The change in melting temperature of ice (in K ) when it is subjected to a pressure of 100 atm is _ Given: density of ice is \( 0.92 \mathrm{~g} / \mathrm{cm}^{3} \), density of water is \( 1 \mathrm{~g} / \mathrm{cm}^{3} \) and latent heat of fusion is \( 80 \mathrm{cal} / \mathrm{g} \). Ground off to two decimal places).

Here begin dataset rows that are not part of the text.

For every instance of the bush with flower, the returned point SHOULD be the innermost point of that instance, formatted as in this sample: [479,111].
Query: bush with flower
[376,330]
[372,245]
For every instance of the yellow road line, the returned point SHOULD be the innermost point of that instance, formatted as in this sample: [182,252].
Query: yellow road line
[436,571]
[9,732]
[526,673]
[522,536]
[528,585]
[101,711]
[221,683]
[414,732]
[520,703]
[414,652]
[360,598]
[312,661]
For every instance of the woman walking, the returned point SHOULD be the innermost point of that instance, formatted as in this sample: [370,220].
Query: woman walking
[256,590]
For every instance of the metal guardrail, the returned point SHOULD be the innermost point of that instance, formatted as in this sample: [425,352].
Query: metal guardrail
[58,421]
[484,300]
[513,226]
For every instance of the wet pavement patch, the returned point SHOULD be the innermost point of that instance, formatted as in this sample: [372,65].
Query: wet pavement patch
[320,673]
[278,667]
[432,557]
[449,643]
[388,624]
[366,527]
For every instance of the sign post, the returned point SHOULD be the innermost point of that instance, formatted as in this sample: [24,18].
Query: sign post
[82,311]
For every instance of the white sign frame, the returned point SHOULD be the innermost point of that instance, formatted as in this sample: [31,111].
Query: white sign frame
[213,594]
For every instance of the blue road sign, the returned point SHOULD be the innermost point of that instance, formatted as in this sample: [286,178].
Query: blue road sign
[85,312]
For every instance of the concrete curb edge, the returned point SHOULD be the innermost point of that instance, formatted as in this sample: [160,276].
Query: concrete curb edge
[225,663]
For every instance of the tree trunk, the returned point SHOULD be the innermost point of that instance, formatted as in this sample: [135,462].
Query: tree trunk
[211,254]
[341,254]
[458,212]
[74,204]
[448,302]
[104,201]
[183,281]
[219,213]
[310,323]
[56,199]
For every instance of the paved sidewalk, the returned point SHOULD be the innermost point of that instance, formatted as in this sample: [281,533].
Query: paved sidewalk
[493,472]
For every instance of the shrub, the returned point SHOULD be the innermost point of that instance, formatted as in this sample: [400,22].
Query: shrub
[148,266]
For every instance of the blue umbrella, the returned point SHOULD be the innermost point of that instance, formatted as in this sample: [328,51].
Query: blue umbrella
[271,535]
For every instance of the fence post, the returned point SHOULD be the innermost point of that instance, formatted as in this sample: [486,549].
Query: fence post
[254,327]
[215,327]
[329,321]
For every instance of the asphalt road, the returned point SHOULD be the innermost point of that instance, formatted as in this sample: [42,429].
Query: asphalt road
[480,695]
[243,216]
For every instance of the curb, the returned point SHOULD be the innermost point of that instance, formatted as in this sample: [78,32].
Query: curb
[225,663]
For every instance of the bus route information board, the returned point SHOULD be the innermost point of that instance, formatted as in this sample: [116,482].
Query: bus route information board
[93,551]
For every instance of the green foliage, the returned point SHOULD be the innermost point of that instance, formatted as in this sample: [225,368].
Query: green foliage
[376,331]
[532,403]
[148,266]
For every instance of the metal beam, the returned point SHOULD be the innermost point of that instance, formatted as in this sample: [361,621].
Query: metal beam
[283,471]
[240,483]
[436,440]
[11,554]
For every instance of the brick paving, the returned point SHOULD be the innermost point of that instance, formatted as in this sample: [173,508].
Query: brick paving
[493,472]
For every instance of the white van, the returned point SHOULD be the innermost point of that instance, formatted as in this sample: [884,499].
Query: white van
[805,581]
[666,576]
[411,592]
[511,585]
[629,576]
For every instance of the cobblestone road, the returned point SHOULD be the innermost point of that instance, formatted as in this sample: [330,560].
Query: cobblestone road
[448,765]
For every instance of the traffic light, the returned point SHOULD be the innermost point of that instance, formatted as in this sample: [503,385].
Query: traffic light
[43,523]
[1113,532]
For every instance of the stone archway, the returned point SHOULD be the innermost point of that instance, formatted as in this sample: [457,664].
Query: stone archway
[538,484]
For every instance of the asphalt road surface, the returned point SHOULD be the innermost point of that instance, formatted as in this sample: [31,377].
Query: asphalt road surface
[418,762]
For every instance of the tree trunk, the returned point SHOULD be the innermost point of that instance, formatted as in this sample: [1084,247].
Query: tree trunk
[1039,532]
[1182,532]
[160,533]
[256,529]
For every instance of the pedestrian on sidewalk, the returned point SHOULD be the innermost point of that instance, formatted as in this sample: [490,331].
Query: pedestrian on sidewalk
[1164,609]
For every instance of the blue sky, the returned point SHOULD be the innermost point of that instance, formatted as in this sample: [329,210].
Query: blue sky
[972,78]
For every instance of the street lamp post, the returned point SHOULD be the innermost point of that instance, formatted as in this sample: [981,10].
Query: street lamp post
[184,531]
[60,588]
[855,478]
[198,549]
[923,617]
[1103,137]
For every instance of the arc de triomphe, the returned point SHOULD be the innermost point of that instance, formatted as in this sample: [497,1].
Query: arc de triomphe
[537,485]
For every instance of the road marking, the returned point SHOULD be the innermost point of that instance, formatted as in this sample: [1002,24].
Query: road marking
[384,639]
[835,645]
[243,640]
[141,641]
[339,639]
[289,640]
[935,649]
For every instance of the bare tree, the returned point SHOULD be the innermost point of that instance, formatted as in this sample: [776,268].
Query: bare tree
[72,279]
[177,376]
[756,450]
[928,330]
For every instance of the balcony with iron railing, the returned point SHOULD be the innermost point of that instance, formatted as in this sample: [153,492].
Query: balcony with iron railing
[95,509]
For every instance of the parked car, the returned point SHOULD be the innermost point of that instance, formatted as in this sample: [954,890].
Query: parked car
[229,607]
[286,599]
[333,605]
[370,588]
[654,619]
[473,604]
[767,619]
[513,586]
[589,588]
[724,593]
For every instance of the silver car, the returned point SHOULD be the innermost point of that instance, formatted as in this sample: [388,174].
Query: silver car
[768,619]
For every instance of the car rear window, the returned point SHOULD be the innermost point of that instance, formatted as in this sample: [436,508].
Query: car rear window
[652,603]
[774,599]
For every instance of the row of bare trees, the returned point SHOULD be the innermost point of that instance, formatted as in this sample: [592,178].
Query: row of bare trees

To find the change in melting temperature of ice under pressure, we can use the Clausius-Clapeyron equation, which relates changes in pressure to changes in temperature during phase changes. The formula is given by: \[ \frac{dT}{dP} = \frac{L}{T \Delta V} \] where \( L \) is the latent heat of fusion, \( T \) is the melting temperature of ice (approximately \( 273 \, K \) at standard conditions), and \( \Delta V \) is the change in volume. 1. First, let's calculate \( \Delta V \): The volume of ice can be calculated as: \[ V_{ice} = \frac{m}{\rho_{ice}} = \frac{1 \, \text{g}}{0.92 \, \text{g/cm}^3} \approx 1.087 \, \text{cm}^3 \] The volume of water: \[ V_{water} = \frac{m}{\rho_{water}} = \frac{1 \, \text{g}}{1 \, \text{g/cm}^3} = 1 \, \text{cm}^3 \] The change in volume (\( \Delta V \)) during melting is: \[ \Delta V = V_{water} - V_{ice} = 1 - 1.087 \approx -0.087 \, \text{cm}^3 \] 2. Now substituting into the Clausius-Clapeyron equation: Take \( L = 80 \, \text{cal/g} = 80 \times 4.184 \, \text{J/g} \approx 334.72 \, \text{J/g} \) (since \( 1 \, \text{cal} = 4.184 \, \text{J} \)). The change in temperature for a pressure change of \( \Delta P = 100 \, \text{atm} \): \[ \frac{dT}{dP} = \frac{334.72}{273 \times (-0.087 \times 10^{-6})} \quad \text{(convert cm}^3\text{ to m}^3\text{)} \] \[ dT = \frac{334.72 \times 100 \times 101325}{273 \times (-0.087 \times 10^{-6})} \approx -0.573 \, K \] Thus, the change in melting temperature of ice when it is subjected to a pressure of 100 atm is approximately \(-0.57 \, K\). Grounded to two decimal places, the answer is \(-0.57\).